Et à Mogador, le parler mogadorien était une langue de quai et de salon. Comptoir anglais oblige, les Juifs allaient à l’English School, lisaient Shakespeare, écrivaient aux négociants de Londres… mais au souk, au café, à la maison, les phrases se tissaient comme des tapis bariolés. On y disait Seat down, narobess (assieds-toi, ne t’inquiète pas), nehbibessek, darling diali (je t’aime, mon chéri), ou encore Once upon a time it was… flene o’flene (il était une fois des gens ) … L’anglais des affaires, l’arabe quotidien, l’hébreu des prières et le français s’enchaînaient dans la même respiration. Ce n’était pas un mélange hasardeux : c’était un langage entier, celui d’une ville qui parlait quatre langues sans jamais en perdre une seule.
Dire ya latif (ô doux), buen shabbat, ur illa, darling diali, ce n’était pas seulement parler,c’était tisser un monde.
Aujourd’hui, Elles survivent dans un piyout (chant liturgique), un proverbe que personne n’ose traduire, une recette où l’on dit encore kamoun (cumin) plutôt que cumin.
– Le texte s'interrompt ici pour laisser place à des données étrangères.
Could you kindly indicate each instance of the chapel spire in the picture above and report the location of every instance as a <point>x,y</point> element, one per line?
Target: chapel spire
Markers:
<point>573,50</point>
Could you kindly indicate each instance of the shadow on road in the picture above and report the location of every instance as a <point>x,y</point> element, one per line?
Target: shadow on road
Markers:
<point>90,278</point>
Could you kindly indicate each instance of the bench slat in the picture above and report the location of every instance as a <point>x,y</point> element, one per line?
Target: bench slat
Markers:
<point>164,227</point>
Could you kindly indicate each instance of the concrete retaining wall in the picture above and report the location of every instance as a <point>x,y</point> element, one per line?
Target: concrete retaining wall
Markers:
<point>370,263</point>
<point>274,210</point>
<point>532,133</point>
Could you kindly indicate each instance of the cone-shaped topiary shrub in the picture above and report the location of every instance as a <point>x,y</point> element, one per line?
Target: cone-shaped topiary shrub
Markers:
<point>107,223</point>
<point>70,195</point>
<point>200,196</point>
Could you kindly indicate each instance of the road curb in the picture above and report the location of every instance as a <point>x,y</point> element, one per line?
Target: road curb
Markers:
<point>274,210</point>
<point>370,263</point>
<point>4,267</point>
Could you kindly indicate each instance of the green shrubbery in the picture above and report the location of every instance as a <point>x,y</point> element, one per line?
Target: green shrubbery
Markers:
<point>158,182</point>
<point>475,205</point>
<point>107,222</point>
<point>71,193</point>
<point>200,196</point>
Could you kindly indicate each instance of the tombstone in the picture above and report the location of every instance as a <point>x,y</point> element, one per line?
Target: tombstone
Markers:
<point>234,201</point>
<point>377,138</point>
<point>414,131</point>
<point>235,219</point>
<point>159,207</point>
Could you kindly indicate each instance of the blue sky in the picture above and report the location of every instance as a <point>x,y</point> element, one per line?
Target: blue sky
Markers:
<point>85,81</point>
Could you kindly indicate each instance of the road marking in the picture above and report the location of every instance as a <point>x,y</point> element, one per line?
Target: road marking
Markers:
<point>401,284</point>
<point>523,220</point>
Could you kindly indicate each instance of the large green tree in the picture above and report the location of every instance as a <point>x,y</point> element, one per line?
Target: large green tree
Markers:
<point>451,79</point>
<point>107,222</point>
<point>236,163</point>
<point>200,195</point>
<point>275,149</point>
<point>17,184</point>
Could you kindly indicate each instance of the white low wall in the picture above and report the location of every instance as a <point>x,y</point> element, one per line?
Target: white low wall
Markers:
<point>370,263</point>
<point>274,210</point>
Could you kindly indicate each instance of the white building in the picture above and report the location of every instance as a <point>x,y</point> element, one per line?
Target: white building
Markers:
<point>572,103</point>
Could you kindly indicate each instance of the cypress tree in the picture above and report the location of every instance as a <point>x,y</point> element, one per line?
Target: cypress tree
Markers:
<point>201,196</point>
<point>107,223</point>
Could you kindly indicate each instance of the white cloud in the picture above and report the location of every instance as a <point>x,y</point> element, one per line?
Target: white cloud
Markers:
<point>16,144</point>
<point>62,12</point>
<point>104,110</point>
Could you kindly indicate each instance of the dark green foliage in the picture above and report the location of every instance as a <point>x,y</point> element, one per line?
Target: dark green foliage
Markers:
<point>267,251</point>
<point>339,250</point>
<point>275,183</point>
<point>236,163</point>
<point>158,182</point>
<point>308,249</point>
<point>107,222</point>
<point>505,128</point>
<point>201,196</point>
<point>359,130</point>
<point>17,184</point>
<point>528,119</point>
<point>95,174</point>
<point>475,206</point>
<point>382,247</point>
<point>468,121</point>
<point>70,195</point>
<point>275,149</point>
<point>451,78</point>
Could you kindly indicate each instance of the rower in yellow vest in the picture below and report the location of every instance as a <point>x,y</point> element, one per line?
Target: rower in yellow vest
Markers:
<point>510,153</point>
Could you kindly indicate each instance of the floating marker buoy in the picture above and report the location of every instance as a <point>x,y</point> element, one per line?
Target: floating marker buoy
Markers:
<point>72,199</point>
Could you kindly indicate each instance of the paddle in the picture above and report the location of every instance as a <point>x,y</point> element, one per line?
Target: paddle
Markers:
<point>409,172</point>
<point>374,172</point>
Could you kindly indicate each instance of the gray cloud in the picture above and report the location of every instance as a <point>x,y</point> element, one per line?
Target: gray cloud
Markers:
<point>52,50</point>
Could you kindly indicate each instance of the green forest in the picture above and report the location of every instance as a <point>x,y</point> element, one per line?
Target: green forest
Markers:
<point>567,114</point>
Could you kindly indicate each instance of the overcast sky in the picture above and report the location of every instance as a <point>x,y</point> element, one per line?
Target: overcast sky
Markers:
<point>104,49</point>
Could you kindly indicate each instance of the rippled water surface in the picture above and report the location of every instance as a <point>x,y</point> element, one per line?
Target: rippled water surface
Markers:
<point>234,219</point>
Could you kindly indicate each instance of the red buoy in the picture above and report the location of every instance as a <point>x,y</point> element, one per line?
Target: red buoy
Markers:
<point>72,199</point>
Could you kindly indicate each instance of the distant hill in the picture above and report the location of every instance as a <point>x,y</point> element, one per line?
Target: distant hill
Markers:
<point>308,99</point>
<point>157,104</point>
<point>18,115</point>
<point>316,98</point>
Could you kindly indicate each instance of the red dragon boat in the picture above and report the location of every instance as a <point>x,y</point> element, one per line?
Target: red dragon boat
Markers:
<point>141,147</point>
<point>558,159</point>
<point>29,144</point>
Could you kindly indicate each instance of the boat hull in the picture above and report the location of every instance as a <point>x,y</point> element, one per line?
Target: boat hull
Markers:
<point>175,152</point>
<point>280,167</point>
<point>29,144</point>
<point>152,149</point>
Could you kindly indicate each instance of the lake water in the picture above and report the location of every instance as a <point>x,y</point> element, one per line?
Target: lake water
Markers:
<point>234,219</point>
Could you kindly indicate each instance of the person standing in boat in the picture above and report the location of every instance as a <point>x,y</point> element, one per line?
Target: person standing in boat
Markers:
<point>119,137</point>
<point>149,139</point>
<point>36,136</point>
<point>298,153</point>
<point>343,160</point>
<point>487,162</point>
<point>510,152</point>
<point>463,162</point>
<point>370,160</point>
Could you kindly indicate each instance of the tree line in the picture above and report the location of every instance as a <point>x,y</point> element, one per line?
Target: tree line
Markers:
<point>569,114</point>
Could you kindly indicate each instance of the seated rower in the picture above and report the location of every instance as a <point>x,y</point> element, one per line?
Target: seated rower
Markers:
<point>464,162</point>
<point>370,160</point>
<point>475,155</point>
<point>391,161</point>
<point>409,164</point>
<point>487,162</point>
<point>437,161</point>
Elles palpitent faiblement, comme une lampe à huile qui attend qu’on la rallume.
Si elles disparaissent, il ne restera qu’un silence poli là où vibrait une musique. Alors, ya benti (ma fille), hijo mío (mon fils), aghjun inu (mon enfant, en berbère), gardez-les dans votre bouche, même maladroitement. Car une langue sauvée, c’est un port entier qui reste ouvert à la mémoire. Et c’est doux comme une mélodie qui caresse l’oreille.